Institute of Mathematics and Computer Science, University of Southern Denmark, Odense, Denmark.
Department of Experimental Bioinformatics, TUM School of Life Sciences Weihenstephan, Technical University of Munich, Munich, Germany.
Nat Protoc. 2018 Jun;13(6):1429-1444. doi: 10.1038/nprot.2018.038. Epub 2018 May 24.
Clustering is a popular technique for discovering groups of similar objects in large datasets. It is nowadays applied in all areas of life sciences, from biomedicine to physics. However, designing high-quality cluster analyses is a tedious and complicated task with manifold choices along the way. As a cluster analysis is often the first step of a succeeding downstream analysis, the clustering must be reliable, reproducible, and of the highest quality. To address these challenges, we recently developed ClustEval, an integrated and extensible platform for the automated and standardized design and execution of complex cluster analyses.
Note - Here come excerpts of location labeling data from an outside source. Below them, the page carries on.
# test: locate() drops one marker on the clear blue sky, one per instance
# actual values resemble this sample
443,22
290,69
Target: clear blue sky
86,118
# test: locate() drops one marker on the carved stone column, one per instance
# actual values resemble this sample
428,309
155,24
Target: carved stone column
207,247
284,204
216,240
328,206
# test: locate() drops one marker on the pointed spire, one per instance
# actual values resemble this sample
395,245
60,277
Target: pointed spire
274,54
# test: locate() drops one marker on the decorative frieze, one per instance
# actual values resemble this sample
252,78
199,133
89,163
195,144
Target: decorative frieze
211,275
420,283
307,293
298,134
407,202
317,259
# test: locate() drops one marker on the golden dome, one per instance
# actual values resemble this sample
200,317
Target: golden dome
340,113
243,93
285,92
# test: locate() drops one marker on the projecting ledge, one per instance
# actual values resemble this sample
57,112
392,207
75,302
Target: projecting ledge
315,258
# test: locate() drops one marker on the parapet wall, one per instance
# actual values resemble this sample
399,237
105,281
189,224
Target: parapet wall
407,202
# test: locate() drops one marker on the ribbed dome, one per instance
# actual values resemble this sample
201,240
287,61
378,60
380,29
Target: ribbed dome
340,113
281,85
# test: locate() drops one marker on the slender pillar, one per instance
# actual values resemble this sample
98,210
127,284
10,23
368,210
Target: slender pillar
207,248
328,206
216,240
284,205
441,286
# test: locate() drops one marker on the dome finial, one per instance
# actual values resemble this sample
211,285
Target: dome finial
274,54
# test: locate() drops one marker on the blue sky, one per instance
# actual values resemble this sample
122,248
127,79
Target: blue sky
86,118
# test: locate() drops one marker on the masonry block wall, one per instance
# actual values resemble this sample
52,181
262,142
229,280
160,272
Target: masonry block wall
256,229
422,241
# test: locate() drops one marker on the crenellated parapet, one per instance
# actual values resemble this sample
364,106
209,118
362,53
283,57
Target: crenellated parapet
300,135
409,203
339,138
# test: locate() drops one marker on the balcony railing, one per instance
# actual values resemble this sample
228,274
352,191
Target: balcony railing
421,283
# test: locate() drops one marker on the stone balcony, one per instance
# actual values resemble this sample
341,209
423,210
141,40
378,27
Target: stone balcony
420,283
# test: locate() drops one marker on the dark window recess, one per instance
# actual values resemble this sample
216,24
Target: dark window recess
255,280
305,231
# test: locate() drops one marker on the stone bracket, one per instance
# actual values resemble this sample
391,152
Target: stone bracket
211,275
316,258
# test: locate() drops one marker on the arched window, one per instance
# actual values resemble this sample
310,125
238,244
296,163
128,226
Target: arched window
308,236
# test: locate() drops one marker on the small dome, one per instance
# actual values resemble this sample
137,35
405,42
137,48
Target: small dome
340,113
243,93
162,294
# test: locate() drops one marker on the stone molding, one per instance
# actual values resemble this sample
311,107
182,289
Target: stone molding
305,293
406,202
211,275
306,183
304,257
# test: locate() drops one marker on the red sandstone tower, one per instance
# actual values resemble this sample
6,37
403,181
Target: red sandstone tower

It allows researchers to design and carry out cluster analyses involving a large number of clustering methods applied to many, large datasets. ClustEval helps to shed light on all major aspects of cluster analysis, from choosing the right similarity function to using validity indices and data preprocessing protocols. Only this high degree of automation allows the researcher to easily run a clustering task with many different tools, parameters, and settings in order to gain the best possible outcome. In this paper, we guide the user step by step through three fundamentally important and widely applicable use cases: (i) identification of the best clustering method for a new, user-given protein sequence similarity dataset; (ii) evaluation of the performance of a new, user-given clustering method (densityCut) against the state of the art; and (iii) prediction of the best method for a new protein sequence similarity dataset. This protocol guides the user through the most important features of ClustEval and takes ∼4 h to complete.
聚类是一种在大型数据集发现相似对象的常用技术。如今,它已应用于生命科学的各个领域,从生物医学到物理学。然而,设计高质量的聚类分析是一项繁琐而复杂的任务,需要沿着许多路径做出多种选择。由于聚类分析通常是后续下游分析的第一步,因此聚类必须是可靠的、可重现的,且质量最高的。为了解决这些挑战,我们最近开发了 ClustEval,这是一个集成和可扩展的平台,用于自动化和标准化复杂聚类分析的设计和执行。它允许研究人员设计和执行涉及大量聚类方法的聚类分析,并将其应用于许多大型数据集。ClustEval 有助于阐明聚类分析的所有主要方面,从选择正确的相似性函数到使用有效性指数和数据预处理协议。只有这种高度的自动化才能使研究人员能够轻松地使用许多不同的工具、参数和设置运行聚类任务,以获得最佳的结果。在本文中,我们逐步指导用户完成三个非常重要且广泛适用的用例:(i)为新的用户给定蛋白质序列相似性数据集识别最佳聚类方法;(ii)评估新的用户给定聚类方法(densityCut)与现有方法的性能;以及 (iii)预测新蛋白质序列相似性数据集的最佳方法。该方案指导用户了解 ClustEval 的最重要特征,大约需要 4 小时完成。